3.4. Monte Carlo Simulation of Gamma CDF Versus Non-Parametric ROC-AUC Scores

To empirically validate the proof that the CDF-based ranking outperforms non-parametric methods, a Monte Carlo simulation was conducted in Python. It is built upon the injection of outliers into a random gamma distribution before evaluating each method by running 500 simulations. Shape and scale of the gamma distribution was obtained by fitting 200 training point for each simulation run and the method of estimation was maximum likelihood estimation (MLE). These parameters acted as the base for the cumulative density function in evaluating the 400 randomly generated (predetermined shape and scale parameters) gamma inlier and outlier test points. Each simulation tested KNN, LOF, ABOD, COF, and gamma CDF to determine the best ROC-AUC score. Table 1 presents a summary of the overall simulation results. Table 2 summarizes the shape and scale parameters used in the training and testing sets. Gamma CDF was the best performing outlier detector in the Monte Carlo simulation as expected from experimental validation of the CDF Superiority theorem proof. Python code Listing in Appendix A contains the detailed python code for implementation.

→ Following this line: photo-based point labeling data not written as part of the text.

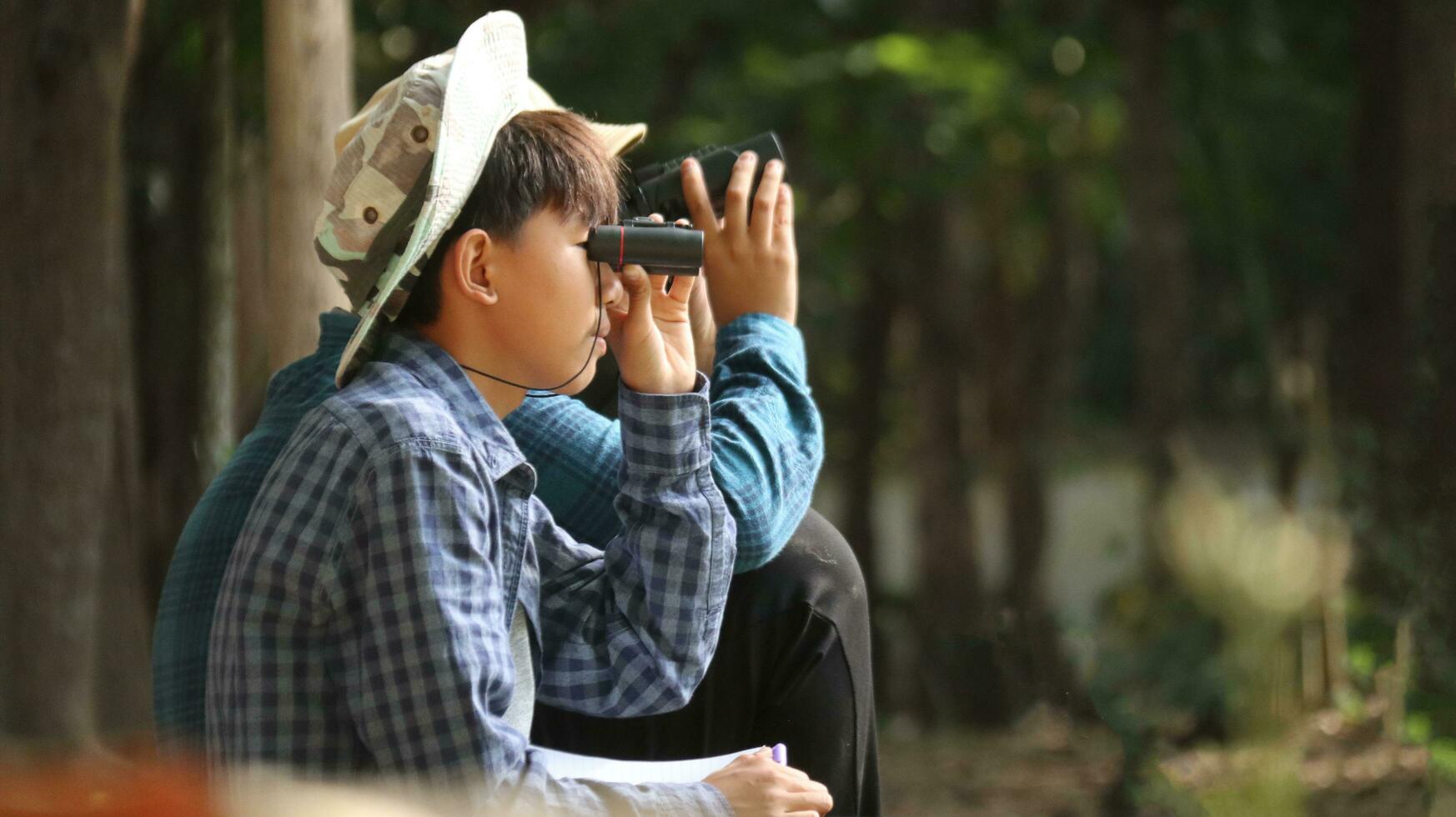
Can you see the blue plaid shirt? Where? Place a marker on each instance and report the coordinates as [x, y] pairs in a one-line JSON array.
[[364, 618], [768, 446]]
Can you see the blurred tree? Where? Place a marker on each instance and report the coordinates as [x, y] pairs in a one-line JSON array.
[[68, 448], [309, 79], [1157, 253], [1393, 368], [218, 276]]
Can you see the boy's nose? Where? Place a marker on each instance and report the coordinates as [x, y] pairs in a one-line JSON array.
[[613, 294]]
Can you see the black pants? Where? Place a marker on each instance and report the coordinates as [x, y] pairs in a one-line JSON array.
[[792, 666]]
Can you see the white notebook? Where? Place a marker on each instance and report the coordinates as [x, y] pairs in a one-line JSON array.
[[609, 770]]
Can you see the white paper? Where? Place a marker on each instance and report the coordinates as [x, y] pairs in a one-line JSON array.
[[609, 770]]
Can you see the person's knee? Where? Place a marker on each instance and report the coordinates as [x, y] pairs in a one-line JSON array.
[[816, 567]]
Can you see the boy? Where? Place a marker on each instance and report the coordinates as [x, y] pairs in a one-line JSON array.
[[395, 575]]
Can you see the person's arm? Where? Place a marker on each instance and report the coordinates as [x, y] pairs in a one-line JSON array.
[[424, 649], [630, 629], [768, 443], [768, 436]]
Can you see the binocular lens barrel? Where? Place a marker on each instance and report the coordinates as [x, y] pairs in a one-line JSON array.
[[660, 248], [659, 188]]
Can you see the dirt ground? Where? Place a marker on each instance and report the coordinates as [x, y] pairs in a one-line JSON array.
[[1047, 766]]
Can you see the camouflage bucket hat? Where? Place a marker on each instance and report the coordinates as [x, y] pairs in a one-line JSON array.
[[408, 161]]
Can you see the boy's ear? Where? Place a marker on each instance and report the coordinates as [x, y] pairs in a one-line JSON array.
[[468, 267]]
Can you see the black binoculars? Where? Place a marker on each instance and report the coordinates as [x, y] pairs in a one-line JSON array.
[[665, 248], [659, 247]]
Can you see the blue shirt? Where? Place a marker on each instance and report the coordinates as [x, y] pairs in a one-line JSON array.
[[364, 618], [766, 437]]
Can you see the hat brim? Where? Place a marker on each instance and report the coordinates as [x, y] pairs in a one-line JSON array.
[[488, 85]]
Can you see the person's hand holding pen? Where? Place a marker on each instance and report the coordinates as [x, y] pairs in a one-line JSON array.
[[761, 784]]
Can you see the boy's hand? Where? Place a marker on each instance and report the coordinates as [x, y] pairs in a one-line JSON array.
[[755, 785], [755, 265], [653, 339]]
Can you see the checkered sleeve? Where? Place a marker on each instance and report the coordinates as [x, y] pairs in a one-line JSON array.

Table 1. ROC-AUC Scores as per each method for Monte Carlo simulation.

	mean	std	min	25%	50%	75%	max
KNN	84.8%	2.1%	78.4%	83.4%	84.9%	86.3%	90.5%
LOF	63.0%	5.9%	43.8%	58.8%	62.8%	67.3%	78.1%
ABOD	80.7%	2.4%	73.3%	79.1%	80.8%	82.2%	86.3%
COF	50.6%	2.5%	43.3%	48.9%	50.5%	52.2%	57.7%
Gamma CDF	89.1%	1.5%	84.8%	88.1%	89.1%	90.2%	93.4%

Table 2. Shape and scale parameters for training and testing sets.

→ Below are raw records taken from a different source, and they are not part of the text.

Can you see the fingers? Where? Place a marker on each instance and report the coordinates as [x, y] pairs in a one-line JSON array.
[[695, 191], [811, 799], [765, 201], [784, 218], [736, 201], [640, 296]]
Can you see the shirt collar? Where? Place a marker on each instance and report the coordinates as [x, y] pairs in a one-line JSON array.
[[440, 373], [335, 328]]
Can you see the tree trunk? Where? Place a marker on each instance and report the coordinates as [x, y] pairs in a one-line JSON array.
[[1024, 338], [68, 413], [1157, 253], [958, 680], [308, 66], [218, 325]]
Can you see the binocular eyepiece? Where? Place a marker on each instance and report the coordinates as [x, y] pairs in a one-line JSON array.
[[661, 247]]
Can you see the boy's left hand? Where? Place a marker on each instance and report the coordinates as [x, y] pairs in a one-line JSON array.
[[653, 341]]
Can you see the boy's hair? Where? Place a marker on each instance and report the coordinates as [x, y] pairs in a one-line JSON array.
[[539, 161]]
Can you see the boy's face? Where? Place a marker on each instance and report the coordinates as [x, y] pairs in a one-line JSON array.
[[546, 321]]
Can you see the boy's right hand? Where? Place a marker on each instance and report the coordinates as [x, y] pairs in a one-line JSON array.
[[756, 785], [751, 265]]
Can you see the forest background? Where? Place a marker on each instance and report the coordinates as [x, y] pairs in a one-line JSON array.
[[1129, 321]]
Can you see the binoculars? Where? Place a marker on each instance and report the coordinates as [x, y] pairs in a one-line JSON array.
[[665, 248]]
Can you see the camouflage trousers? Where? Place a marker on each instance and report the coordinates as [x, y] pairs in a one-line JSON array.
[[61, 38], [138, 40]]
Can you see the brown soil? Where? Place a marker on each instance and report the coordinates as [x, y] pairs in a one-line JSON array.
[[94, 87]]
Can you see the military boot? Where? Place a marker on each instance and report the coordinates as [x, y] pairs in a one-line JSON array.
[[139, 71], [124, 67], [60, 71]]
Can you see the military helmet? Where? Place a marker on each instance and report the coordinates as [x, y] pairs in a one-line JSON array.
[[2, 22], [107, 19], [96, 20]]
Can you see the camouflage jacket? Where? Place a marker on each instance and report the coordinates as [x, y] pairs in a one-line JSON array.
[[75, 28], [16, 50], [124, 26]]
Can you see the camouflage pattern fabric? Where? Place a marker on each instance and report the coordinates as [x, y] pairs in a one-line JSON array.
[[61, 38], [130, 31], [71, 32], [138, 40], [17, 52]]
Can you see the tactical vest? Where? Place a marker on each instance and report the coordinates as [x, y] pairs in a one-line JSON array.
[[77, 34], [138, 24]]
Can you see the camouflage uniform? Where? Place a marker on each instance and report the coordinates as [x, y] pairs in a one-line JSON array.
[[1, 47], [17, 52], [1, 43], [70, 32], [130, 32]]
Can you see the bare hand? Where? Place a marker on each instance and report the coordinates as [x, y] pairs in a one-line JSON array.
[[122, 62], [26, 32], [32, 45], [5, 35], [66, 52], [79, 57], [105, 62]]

	Train	Test Inlier	Test Outlier
Shape	2.0	2.0	5.0
Scale	2.0	2.0	2.0

An important takeaway from the CDF proof and Monte Carlo simulation is that the cumulative distribution function outperforms non-parametric methods only when the goodness of fit is exceptionally high and the sample size is sufficiently large.

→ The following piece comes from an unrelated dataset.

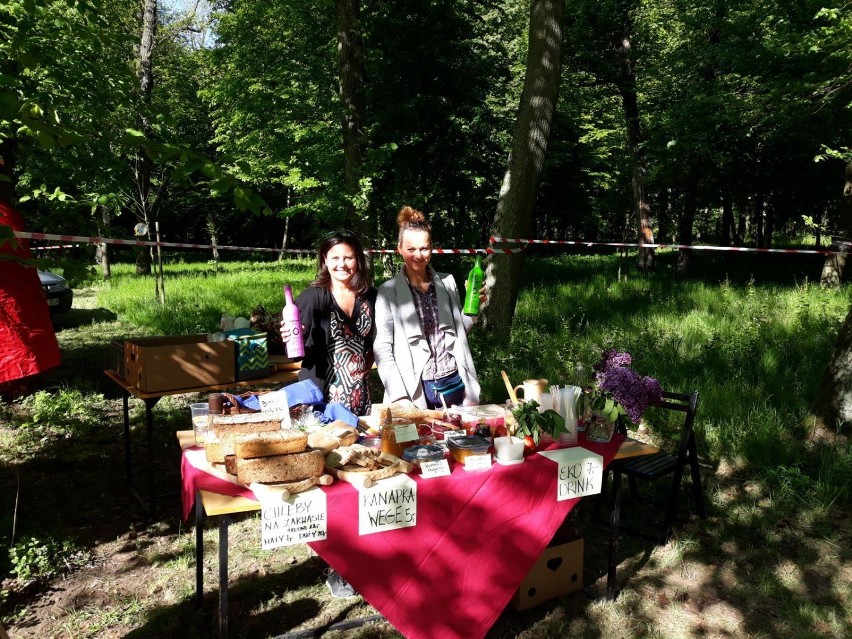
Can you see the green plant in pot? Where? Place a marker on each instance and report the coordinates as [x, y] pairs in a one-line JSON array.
[[533, 424]]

4. Our Parametric Outlier-Detection Framework

We propose a two–stage pipeline: (i) reduce the data to a one–dimensional distance statistic that preserves the degree of “outlier-ness’’ even in high dimension, and (ii) fit a parametric family to that statistic and score points by calibrated tail probabilities. This design keeps computation light, retains interpretability, and—by working with a 1-D summary—avoids the distance–concentration pitfalls of high-d spaces [5].

4.1. Dimensionality Reduction via KNN–Manhattan

For each observation

x \in R^{n}

, we compute the distance to its kth nearest neighbor under the ₁ metric,

d_{k} (x) = min_{x_{(k)} \in N_{k} (x)} {∥ x - x_{(k)} ∥}_{1} .

Using ₁ (Manhattan) rather than ₂ (Euclidean) helps retain spread and ranking contrast as n grows [9]; it also mitigates hubness, where a few points become nearest neighbors of many others and distort scores [40]. Empirically, the empirical distribution of

{d_{k} (x_{i})}

is typically right-skewed, which motivates the parametric fits below.

4.2. Fitting Positively Skewed Distributions

Let

D = {d_{k} (x_{i})}_{i = 1}^{n}

denote the dataset of one-dimensional distances. We fit

D

using a family of positively skewed distributions via the maximum likelihood estimation (MLE) method. This family includes Normal-like distributions such as the log-normal, log-Student-t, log-Laplace, log-logistic, and log-skew-normal, as well as other positively skewed distributions including the exponential, chi-squared (

χ^{2}

), gamma, Weibull-minimum, inverse Gaussian, Rayleigh, Wald, Pareto, Nakagami, logistic, power-law, and skew-normal distributions. Denoting a generic density by

p (\cdot; η)

with parameter

η

, we maximize

\hat{η} = arg max_{η} \sum_{i = 1}^{n} log p (d_{k} (x_{i}); η) .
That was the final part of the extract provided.